Certo che c'è. Non le farò i nomi, anche perché non me li ricordo, ma ci sono dei contenuti che sono assolutamente spazzatura. Però io penso sempre che, se c'è qualcuno che li segue e che non sa distinguere un contenuto di qualità da un contenuto di spazzatura, non si può rieducare il pubblico e non si può avere un approccio moralista. Se qualcuno ha il suo pubblico, vuol dire che questo è il mondo della gastronomia. Probabilmente, le stesse persone che non sono in grado di capire l'alta cucina o di farsi incuriosire e che vivono di pregiudizi saranno il pubblico di questi content creator di bassa qualità. Io penso che ci sia libertà per tutti e che, poi, alla fine è il mercato a decidere chi ha senso e chi non ha senso, non le mie eventuali prediche moraliste.
Secondo lei, i programmi come MasterChef hanno fatto bene o male alla cucina?

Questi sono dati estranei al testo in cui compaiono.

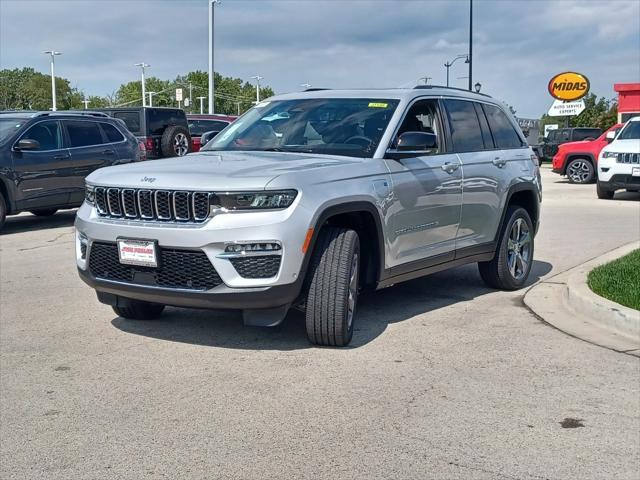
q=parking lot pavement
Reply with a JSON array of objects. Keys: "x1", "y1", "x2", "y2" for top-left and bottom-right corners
[{"x1": 1, "y1": 167, "x2": 639, "y2": 480}]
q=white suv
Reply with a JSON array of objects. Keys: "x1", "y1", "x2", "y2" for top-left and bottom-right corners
[{"x1": 597, "y1": 116, "x2": 640, "y2": 199}]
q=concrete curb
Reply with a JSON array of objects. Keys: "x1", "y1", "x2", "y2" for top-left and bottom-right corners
[{"x1": 524, "y1": 241, "x2": 640, "y2": 356}]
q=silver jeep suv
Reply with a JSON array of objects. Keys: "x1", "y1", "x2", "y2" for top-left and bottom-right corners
[{"x1": 76, "y1": 86, "x2": 541, "y2": 346}]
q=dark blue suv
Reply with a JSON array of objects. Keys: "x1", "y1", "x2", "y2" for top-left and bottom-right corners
[{"x1": 0, "y1": 111, "x2": 144, "y2": 231}]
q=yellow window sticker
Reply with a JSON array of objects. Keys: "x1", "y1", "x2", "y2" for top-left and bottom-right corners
[{"x1": 368, "y1": 102, "x2": 388, "y2": 108}]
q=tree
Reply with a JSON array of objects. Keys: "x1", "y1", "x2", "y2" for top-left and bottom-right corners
[
  {"x1": 539, "y1": 93, "x2": 618, "y2": 136},
  {"x1": 0, "y1": 67, "x2": 84, "y2": 110}
]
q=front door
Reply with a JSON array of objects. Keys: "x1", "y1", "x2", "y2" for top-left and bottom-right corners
[
  {"x1": 384, "y1": 99, "x2": 463, "y2": 268},
  {"x1": 11, "y1": 119, "x2": 71, "y2": 210}
]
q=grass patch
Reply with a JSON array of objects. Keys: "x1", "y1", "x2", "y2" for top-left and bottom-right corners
[{"x1": 587, "y1": 249, "x2": 640, "y2": 311}]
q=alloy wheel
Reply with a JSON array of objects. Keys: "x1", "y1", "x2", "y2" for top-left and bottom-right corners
[
  {"x1": 567, "y1": 160, "x2": 592, "y2": 183},
  {"x1": 173, "y1": 133, "x2": 189, "y2": 156},
  {"x1": 506, "y1": 218, "x2": 531, "y2": 281}
]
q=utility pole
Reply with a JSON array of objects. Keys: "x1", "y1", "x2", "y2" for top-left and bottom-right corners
[
  {"x1": 134, "y1": 62, "x2": 150, "y2": 107},
  {"x1": 468, "y1": 0, "x2": 473, "y2": 91},
  {"x1": 197, "y1": 96, "x2": 206, "y2": 114},
  {"x1": 43, "y1": 50, "x2": 62, "y2": 111},
  {"x1": 147, "y1": 91, "x2": 156, "y2": 107},
  {"x1": 251, "y1": 75, "x2": 263, "y2": 103},
  {"x1": 208, "y1": 0, "x2": 220, "y2": 114},
  {"x1": 236, "y1": 101, "x2": 241, "y2": 115},
  {"x1": 189, "y1": 82, "x2": 193, "y2": 113},
  {"x1": 82, "y1": 98, "x2": 90, "y2": 109}
]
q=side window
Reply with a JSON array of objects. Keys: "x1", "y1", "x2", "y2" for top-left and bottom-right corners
[
  {"x1": 395, "y1": 99, "x2": 443, "y2": 154},
  {"x1": 482, "y1": 104, "x2": 524, "y2": 149},
  {"x1": 101, "y1": 123, "x2": 125, "y2": 143},
  {"x1": 147, "y1": 110, "x2": 179, "y2": 135},
  {"x1": 473, "y1": 102, "x2": 494, "y2": 149},
  {"x1": 559, "y1": 129, "x2": 570, "y2": 142},
  {"x1": 66, "y1": 121, "x2": 105, "y2": 148},
  {"x1": 443, "y1": 99, "x2": 485, "y2": 152},
  {"x1": 113, "y1": 112, "x2": 141, "y2": 134},
  {"x1": 20, "y1": 121, "x2": 63, "y2": 150}
]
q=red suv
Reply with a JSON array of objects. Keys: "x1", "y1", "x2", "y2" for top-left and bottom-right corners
[
  {"x1": 552, "y1": 124, "x2": 623, "y2": 183},
  {"x1": 187, "y1": 114, "x2": 237, "y2": 152}
]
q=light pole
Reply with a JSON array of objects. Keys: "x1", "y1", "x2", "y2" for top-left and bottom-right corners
[
  {"x1": 43, "y1": 50, "x2": 62, "y2": 111},
  {"x1": 418, "y1": 76, "x2": 432, "y2": 85},
  {"x1": 251, "y1": 75, "x2": 263, "y2": 103},
  {"x1": 197, "y1": 96, "x2": 206, "y2": 114},
  {"x1": 82, "y1": 98, "x2": 90, "y2": 109},
  {"x1": 134, "y1": 62, "x2": 150, "y2": 107},
  {"x1": 468, "y1": 0, "x2": 473, "y2": 91},
  {"x1": 208, "y1": 0, "x2": 220, "y2": 114},
  {"x1": 147, "y1": 91, "x2": 156, "y2": 107},
  {"x1": 301, "y1": 83, "x2": 311, "y2": 90},
  {"x1": 444, "y1": 55, "x2": 468, "y2": 87}
]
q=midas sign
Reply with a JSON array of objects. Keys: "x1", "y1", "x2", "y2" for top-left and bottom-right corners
[{"x1": 548, "y1": 72, "x2": 590, "y2": 101}]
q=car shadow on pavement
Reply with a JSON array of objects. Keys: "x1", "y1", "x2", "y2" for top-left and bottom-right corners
[
  {"x1": 111, "y1": 260, "x2": 553, "y2": 351},
  {"x1": 1, "y1": 209, "x2": 77, "y2": 235}
]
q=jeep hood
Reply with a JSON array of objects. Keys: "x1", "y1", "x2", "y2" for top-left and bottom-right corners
[{"x1": 86, "y1": 151, "x2": 365, "y2": 190}]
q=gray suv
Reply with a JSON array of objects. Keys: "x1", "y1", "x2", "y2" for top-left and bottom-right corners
[{"x1": 75, "y1": 87, "x2": 541, "y2": 346}]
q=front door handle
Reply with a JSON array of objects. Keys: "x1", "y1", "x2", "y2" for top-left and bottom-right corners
[
  {"x1": 492, "y1": 157, "x2": 507, "y2": 168},
  {"x1": 53, "y1": 155, "x2": 70, "y2": 161},
  {"x1": 441, "y1": 162, "x2": 460, "y2": 174}
]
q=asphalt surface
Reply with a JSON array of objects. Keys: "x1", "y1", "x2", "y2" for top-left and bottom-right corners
[{"x1": 1, "y1": 167, "x2": 639, "y2": 480}]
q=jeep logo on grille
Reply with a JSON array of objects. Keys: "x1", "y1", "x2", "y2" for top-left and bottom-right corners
[{"x1": 140, "y1": 176, "x2": 156, "y2": 183}]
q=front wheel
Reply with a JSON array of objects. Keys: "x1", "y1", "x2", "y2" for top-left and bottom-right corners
[
  {"x1": 478, "y1": 206, "x2": 534, "y2": 290},
  {"x1": 112, "y1": 299, "x2": 165, "y2": 320},
  {"x1": 566, "y1": 158, "x2": 594, "y2": 184},
  {"x1": 305, "y1": 227, "x2": 360, "y2": 347},
  {"x1": 596, "y1": 181, "x2": 615, "y2": 199}
]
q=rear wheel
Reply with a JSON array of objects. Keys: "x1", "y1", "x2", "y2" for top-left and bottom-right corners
[
  {"x1": 566, "y1": 158, "x2": 594, "y2": 184},
  {"x1": 596, "y1": 181, "x2": 615, "y2": 199},
  {"x1": 479, "y1": 206, "x2": 534, "y2": 290},
  {"x1": 112, "y1": 299, "x2": 165, "y2": 320},
  {"x1": 29, "y1": 208, "x2": 58, "y2": 217},
  {"x1": 160, "y1": 125, "x2": 191, "y2": 157},
  {"x1": 305, "y1": 227, "x2": 360, "y2": 347}
]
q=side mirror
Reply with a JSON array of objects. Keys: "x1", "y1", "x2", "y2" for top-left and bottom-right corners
[
  {"x1": 15, "y1": 138, "x2": 41, "y2": 151},
  {"x1": 200, "y1": 130, "x2": 221, "y2": 146},
  {"x1": 396, "y1": 131, "x2": 438, "y2": 151},
  {"x1": 605, "y1": 131, "x2": 616, "y2": 143}
]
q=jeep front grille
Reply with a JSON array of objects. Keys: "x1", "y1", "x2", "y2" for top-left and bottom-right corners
[
  {"x1": 94, "y1": 187, "x2": 217, "y2": 223},
  {"x1": 88, "y1": 242, "x2": 222, "y2": 290},
  {"x1": 616, "y1": 153, "x2": 640, "y2": 164}
]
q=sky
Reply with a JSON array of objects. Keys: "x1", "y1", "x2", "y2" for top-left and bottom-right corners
[{"x1": 0, "y1": 0, "x2": 639, "y2": 118}]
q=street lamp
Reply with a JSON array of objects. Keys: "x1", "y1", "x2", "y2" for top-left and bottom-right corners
[
  {"x1": 147, "y1": 91, "x2": 156, "y2": 107},
  {"x1": 474, "y1": 82, "x2": 482, "y2": 93},
  {"x1": 197, "y1": 96, "x2": 206, "y2": 114},
  {"x1": 301, "y1": 83, "x2": 311, "y2": 90},
  {"x1": 251, "y1": 75, "x2": 263, "y2": 103},
  {"x1": 43, "y1": 50, "x2": 62, "y2": 111},
  {"x1": 82, "y1": 98, "x2": 90, "y2": 109},
  {"x1": 134, "y1": 62, "x2": 150, "y2": 107},
  {"x1": 444, "y1": 55, "x2": 468, "y2": 87},
  {"x1": 208, "y1": 0, "x2": 221, "y2": 114}
]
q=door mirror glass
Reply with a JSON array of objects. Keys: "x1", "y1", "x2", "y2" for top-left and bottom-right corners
[
  {"x1": 605, "y1": 130, "x2": 617, "y2": 143},
  {"x1": 15, "y1": 138, "x2": 41, "y2": 150},
  {"x1": 200, "y1": 130, "x2": 221, "y2": 146},
  {"x1": 395, "y1": 131, "x2": 438, "y2": 151}
]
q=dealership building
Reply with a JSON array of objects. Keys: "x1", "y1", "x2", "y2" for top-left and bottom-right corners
[{"x1": 614, "y1": 83, "x2": 640, "y2": 122}]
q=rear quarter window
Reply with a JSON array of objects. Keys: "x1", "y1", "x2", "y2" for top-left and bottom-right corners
[
  {"x1": 112, "y1": 111, "x2": 142, "y2": 135},
  {"x1": 101, "y1": 123, "x2": 126, "y2": 143},
  {"x1": 482, "y1": 104, "x2": 524, "y2": 149}
]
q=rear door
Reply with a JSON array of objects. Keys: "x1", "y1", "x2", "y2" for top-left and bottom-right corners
[
  {"x1": 65, "y1": 119, "x2": 116, "y2": 204},
  {"x1": 11, "y1": 119, "x2": 71, "y2": 209}
]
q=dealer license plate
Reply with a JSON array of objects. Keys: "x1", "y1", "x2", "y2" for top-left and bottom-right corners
[
  {"x1": 117, "y1": 239, "x2": 157, "y2": 267},
  {"x1": 632, "y1": 167, "x2": 640, "y2": 177}
]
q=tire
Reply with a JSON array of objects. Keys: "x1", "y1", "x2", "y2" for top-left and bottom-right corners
[
  {"x1": 29, "y1": 208, "x2": 58, "y2": 217},
  {"x1": 160, "y1": 125, "x2": 191, "y2": 157},
  {"x1": 596, "y1": 181, "x2": 615, "y2": 199},
  {"x1": 305, "y1": 227, "x2": 360, "y2": 347},
  {"x1": 478, "y1": 206, "x2": 534, "y2": 290},
  {"x1": 112, "y1": 299, "x2": 165, "y2": 320},
  {"x1": 566, "y1": 158, "x2": 595, "y2": 184},
  {"x1": 0, "y1": 194, "x2": 6, "y2": 232}
]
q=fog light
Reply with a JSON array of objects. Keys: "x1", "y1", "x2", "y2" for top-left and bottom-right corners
[
  {"x1": 78, "y1": 232, "x2": 88, "y2": 259},
  {"x1": 223, "y1": 242, "x2": 282, "y2": 256}
]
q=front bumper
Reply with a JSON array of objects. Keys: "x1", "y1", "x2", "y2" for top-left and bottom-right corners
[
  {"x1": 597, "y1": 174, "x2": 640, "y2": 191},
  {"x1": 75, "y1": 199, "x2": 312, "y2": 310}
]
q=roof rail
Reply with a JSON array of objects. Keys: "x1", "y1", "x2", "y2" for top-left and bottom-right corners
[
  {"x1": 304, "y1": 88, "x2": 331, "y2": 92},
  {"x1": 413, "y1": 84, "x2": 491, "y2": 98},
  {"x1": 35, "y1": 111, "x2": 111, "y2": 118}
]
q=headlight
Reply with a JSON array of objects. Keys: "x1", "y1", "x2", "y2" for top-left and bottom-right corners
[
  {"x1": 85, "y1": 185, "x2": 95, "y2": 205},
  {"x1": 601, "y1": 151, "x2": 618, "y2": 159},
  {"x1": 216, "y1": 190, "x2": 297, "y2": 210}
]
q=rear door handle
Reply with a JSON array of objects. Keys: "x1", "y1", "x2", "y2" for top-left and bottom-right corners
[
  {"x1": 492, "y1": 157, "x2": 507, "y2": 168},
  {"x1": 441, "y1": 162, "x2": 460, "y2": 174},
  {"x1": 102, "y1": 149, "x2": 115, "y2": 155},
  {"x1": 53, "y1": 155, "x2": 70, "y2": 161}
]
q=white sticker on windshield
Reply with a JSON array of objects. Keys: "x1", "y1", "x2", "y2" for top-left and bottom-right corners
[
  {"x1": 255, "y1": 101, "x2": 271, "y2": 108},
  {"x1": 218, "y1": 122, "x2": 242, "y2": 141}
]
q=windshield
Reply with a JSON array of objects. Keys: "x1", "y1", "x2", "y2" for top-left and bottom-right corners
[
  {"x1": 0, "y1": 119, "x2": 25, "y2": 143},
  {"x1": 203, "y1": 98, "x2": 400, "y2": 158},
  {"x1": 617, "y1": 121, "x2": 640, "y2": 140}
]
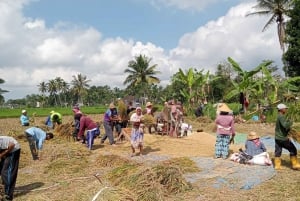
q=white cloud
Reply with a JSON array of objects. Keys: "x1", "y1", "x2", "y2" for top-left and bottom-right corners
[
  {"x1": 169, "y1": 2, "x2": 282, "y2": 72},
  {"x1": 0, "y1": 0, "x2": 283, "y2": 100}
]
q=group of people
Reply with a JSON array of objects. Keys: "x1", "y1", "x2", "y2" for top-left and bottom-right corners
[{"x1": 214, "y1": 102, "x2": 300, "y2": 170}]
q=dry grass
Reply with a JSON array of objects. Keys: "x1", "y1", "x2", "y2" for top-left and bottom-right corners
[{"x1": 0, "y1": 115, "x2": 299, "y2": 201}]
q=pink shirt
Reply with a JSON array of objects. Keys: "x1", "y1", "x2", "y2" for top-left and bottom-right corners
[{"x1": 215, "y1": 115, "x2": 235, "y2": 135}]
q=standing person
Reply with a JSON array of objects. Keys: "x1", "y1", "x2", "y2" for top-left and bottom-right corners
[
  {"x1": 0, "y1": 136, "x2": 21, "y2": 201},
  {"x1": 77, "y1": 114, "x2": 100, "y2": 150},
  {"x1": 130, "y1": 107, "x2": 144, "y2": 156},
  {"x1": 101, "y1": 103, "x2": 118, "y2": 146},
  {"x1": 274, "y1": 103, "x2": 300, "y2": 170},
  {"x1": 169, "y1": 100, "x2": 178, "y2": 137},
  {"x1": 20, "y1": 110, "x2": 30, "y2": 126},
  {"x1": 25, "y1": 127, "x2": 54, "y2": 160},
  {"x1": 50, "y1": 111, "x2": 62, "y2": 129},
  {"x1": 214, "y1": 103, "x2": 235, "y2": 159}
]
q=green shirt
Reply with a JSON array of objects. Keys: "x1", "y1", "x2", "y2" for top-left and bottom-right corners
[
  {"x1": 275, "y1": 113, "x2": 293, "y2": 141},
  {"x1": 50, "y1": 112, "x2": 62, "y2": 124}
]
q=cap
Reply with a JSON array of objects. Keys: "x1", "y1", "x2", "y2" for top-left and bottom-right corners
[
  {"x1": 277, "y1": 103, "x2": 288, "y2": 110},
  {"x1": 22, "y1": 109, "x2": 26, "y2": 113}
]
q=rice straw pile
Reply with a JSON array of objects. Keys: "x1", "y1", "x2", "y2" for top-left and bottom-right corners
[{"x1": 288, "y1": 128, "x2": 300, "y2": 143}]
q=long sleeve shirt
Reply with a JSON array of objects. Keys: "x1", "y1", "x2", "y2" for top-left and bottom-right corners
[
  {"x1": 20, "y1": 114, "x2": 29, "y2": 125},
  {"x1": 275, "y1": 113, "x2": 293, "y2": 141},
  {"x1": 215, "y1": 114, "x2": 235, "y2": 136},
  {"x1": 25, "y1": 127, "x2": 46, "y2": 150},
  {"x1": 245, "y1": 139, "x2": 267, "y2": 156},
  {"x1": 78, "y1": 116, "x2": 98, "y2": 136}
]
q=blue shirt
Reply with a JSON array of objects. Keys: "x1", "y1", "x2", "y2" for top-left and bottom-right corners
[
  {"x1": 20, "y1": 114, "x2": 29, "y2": 125},
  {"x1": 25, "y1": 127, "x2": 46, "y2": 150},
  {"x1": 245, "y1": 139, "x2": 267, "y2": 156}
]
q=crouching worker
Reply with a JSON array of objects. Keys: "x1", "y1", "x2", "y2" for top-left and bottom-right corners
[
  {"x1": 77, "y1": 114, "x2": 100, "y2": 150},
  {"x1": 25, "y1": 127, "x2": 54, "y2": 160},
  {"x1": 0, "y1": 136, "x2": 21, "y2": 201}
]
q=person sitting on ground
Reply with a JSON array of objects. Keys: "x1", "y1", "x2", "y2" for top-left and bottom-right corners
[
  {"x1": 0, "y1": 136, "x2": 21, "y2": 201},
  {"x1": 24, "y1": 127, "x2": 54, "y2": 160},
  {"x1": 130, "y1": 107, "x2": 144, "y2": 157},
  {"x1": 50, "y1": 111, "x2": 62, "y2": 129},
  {"x1": 244, "y1": 131, "x2": 272, "y2": 165},
  {"x1": 20, "y1": 109, "x2": 30, "y2": 126}
]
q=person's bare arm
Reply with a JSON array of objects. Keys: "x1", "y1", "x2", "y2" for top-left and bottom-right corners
[{"x1": 0, "y1": 142, "x2": 15, "y2": 158}]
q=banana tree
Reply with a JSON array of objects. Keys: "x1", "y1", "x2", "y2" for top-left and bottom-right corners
[{"x1": 225, "y1": 57, "x2": 273, "y2": 110}]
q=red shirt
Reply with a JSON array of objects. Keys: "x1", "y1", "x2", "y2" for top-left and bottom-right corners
[{"x1": 78, "y1": 116, "x2": 97, "y2": 136}]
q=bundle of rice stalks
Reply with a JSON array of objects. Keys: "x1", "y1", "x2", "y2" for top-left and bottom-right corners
[
  {"x1": 107, "y1": 158, "x2": 193, "y2": 201},
  {"x1": 288, "y1": 128, "x2": 300, "y2": 143},
  {"x1": 54, "y1": 122, "x2": 74, "y2": 138},
  {"x1": 143, "y1": 114, "x2": 156, "y2": 126},
  {"x1": 95, "y1": 154, "x2": 134, "y2": 168}
]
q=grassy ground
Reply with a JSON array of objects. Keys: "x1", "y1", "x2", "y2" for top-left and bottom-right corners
[{"x1": 0, "y1": 115, "x2": 299, "y2": 201}]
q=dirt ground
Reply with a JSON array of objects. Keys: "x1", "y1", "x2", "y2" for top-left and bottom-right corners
[{"x1": 0, "y1": 115, "x2": 292, "y2": 201}]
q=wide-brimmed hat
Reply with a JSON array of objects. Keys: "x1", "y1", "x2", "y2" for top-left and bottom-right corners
[
  {"x1": 277, "y1": 103, "x2": 288, "y2": 110},
  {"x1": 247, "y1": 131, "x2": 259, "y2": 140},
  {"x1": 22, "y1": 109, "x2": 26, "y2": 114},
  {"x1": 146, "y1": 102, "x2": 152, "y2": 107},
  {"x1": 109, "y1": 103, "x2": 115, "y2": 109},
  {"x1": 217, "y1": 103, "x2": 232, "y2": 113}
]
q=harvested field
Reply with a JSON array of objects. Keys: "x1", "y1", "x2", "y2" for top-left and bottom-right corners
[{"x1": 0, "y1": 115, "x2": 299, "y2": 201}]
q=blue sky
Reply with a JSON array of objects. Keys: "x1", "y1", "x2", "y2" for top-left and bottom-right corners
[
  {"x1": 0, "y1": 0, "x2": 283, "y2": 100},
  {"x1": 23, "y1": 0, "x2": 240, "y2": 49}
]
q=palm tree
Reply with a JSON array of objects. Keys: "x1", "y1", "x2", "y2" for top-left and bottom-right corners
[
  {"x1": 0, "y1": 78, "x2": 9, "y2": 104},
  {"x1": 37, "y1": 81, "x2": 48, "y2": 107},
  {"x1": 246, "y1": 0, "x2": 292, "y2": 51},
  {"x1": 71, "y1": 74, "x2": 90, "y2": 105},
  {"x1": 124, "y1": 54, "x2": 160, "y2": 101},
  {"x1": 60, "y1": 80, "x2": 70, "y2": 107},
  {"x1": 47, "y1": 79, "x2": 58, "y2": 106},
  {"x1": 54, "y1": 77, "x2": 64, "y2": 106}
]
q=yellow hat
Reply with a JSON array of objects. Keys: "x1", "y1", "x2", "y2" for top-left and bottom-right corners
[
  {"x1": 50, "y1": 111, "x2": 55, "y2": 114},
  {"x1": 146, "y1": 102, "x2": 152, "y2": 107},
  {"x1": 247, "y1": 131, "x2": 259, "y2": 140},
  {"x1": 217, "y1": 103, "x2": 232, "y2": 113}
]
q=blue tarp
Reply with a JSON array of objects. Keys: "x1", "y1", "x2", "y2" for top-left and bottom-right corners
[
  {"x1": 235, "y1": 133, "x2": 300, "y2": 154},
  {"x1": 185, "y1": 157, "x2": 276, "y2": 190}
]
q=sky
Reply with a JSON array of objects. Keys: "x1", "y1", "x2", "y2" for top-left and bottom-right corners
[{"x1": 0, "y1": 0, "x2": 283, "y2": 100}]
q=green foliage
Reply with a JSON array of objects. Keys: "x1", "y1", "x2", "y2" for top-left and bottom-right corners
[
  {"x1": 283, "y1": 0, "x2": 300, "y2": 77},
  {"x1": 0, "y1": 106, "x2": 107, "y2": 118}
]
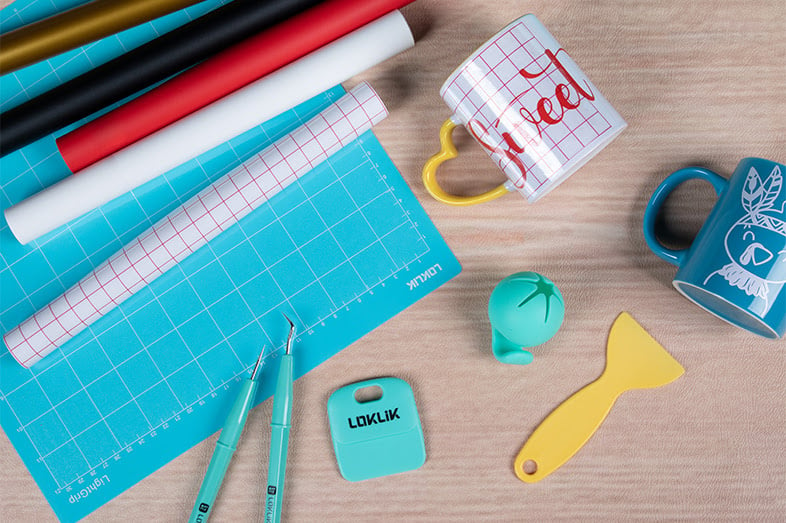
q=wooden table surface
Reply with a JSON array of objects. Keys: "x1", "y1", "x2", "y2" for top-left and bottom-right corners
[{"x1": 1, "y1": 1, "x2": 784, "y2": 521}]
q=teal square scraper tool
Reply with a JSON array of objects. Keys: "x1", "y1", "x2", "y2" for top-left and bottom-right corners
[{"x1": 328, "y1": 377, "x2": 426, "y2": 481}]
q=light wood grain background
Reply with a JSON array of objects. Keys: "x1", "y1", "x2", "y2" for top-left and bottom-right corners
[{"x1": 1, "y1": 1, "x2": 784, "y2": 521}]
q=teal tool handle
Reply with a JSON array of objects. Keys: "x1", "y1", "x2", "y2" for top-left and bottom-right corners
[
  {"x1": 265, "y1": 424, "x2": 291, "y2": 523},
  {"x1": 188, "y1": 441, "x2": 234, "y2": 523},
  {"x1": 271, "y1": 354, "x2": 293, "y2": 423},
  {"x1": 189, "y1": 379, "x2": 258, "y2": 523},
  {"x1": 265, "y1": 354, "x2": 293, "y2": 523}
]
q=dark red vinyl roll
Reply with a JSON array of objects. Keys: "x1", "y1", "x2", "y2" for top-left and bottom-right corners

Complessivamente, io penso che abbiano fatto più bene che male. Hanno contribuito a far familiarizzare il grande pubblico con l'idea di alta cucina. Anzi, mi sorprende che non ci siano più persone con la curiosità e la voglia di andare a provare almeno una volta nella vita un ristorante stellato dopo aver visto quella trasmissione. Detto questo, MasterChef negli ultimi anni si è trasformato in una sorta di reality che punta molto sull'umanità dei personaggi e molto meno sulla tecnica in cucina. Ma questo non necessariamente è un male. Lo guardo anch'io e mi accorgo che a volte mi appassiona più seguire le dinamiche personali e le rivalità tra i concorrenti piuttosto che il modo in cui viene realizzato un piatto. Però ci sta: è televisione, e la televisione ha bisogno di quello.
Cosa ne pensa invece dell’intelligenza artificiale promossa da Cracco?
Questa è una domanda complessa. L’intelligenza artificiale può piacere o no, ma ormai fa parte delle nostre vite. Sarà compito di ognuno di noi, nel proprio ambito lavorativo, cercare di usarla nel modo migliore. È uno di quei cambiamenti che non si possono fermare. Nel mio settore ho fatto degli esperimenti: ho inserito dei comunicati stampa in ChatGpt chiedendo di renderli più leggibili e, devo dire, spesso il risultato prodotto dall'intelligenza artificiale era migliore di quello scritto da alcuni uffici stampa. Da questo punto di vista può essere uno strumento interessante. Non so dire con certezza quale sarà l'impatto dell'intelligenza artificiale in ogni settore, perché non sono un esperto né un appassionato, quindi mi manca una visione ampia di tutte le implicazioni. Ma come per ogni strumento, penso a Internet agli inizi: c'era chi lo vedeva come il diavolo, qualcosa che avrebbe stravolto e peggiorato la nostra vita, rendendola disumana. Invece, oggi Internet è diventato per noi qualcosa di quotidiano, come il caffè al mattino, e lo usiamo in mille modi diversi. Probabilmente succederà lo stesso con l’intelligenza artificiale. Certamente, però, serviranno delle regole, questo sì.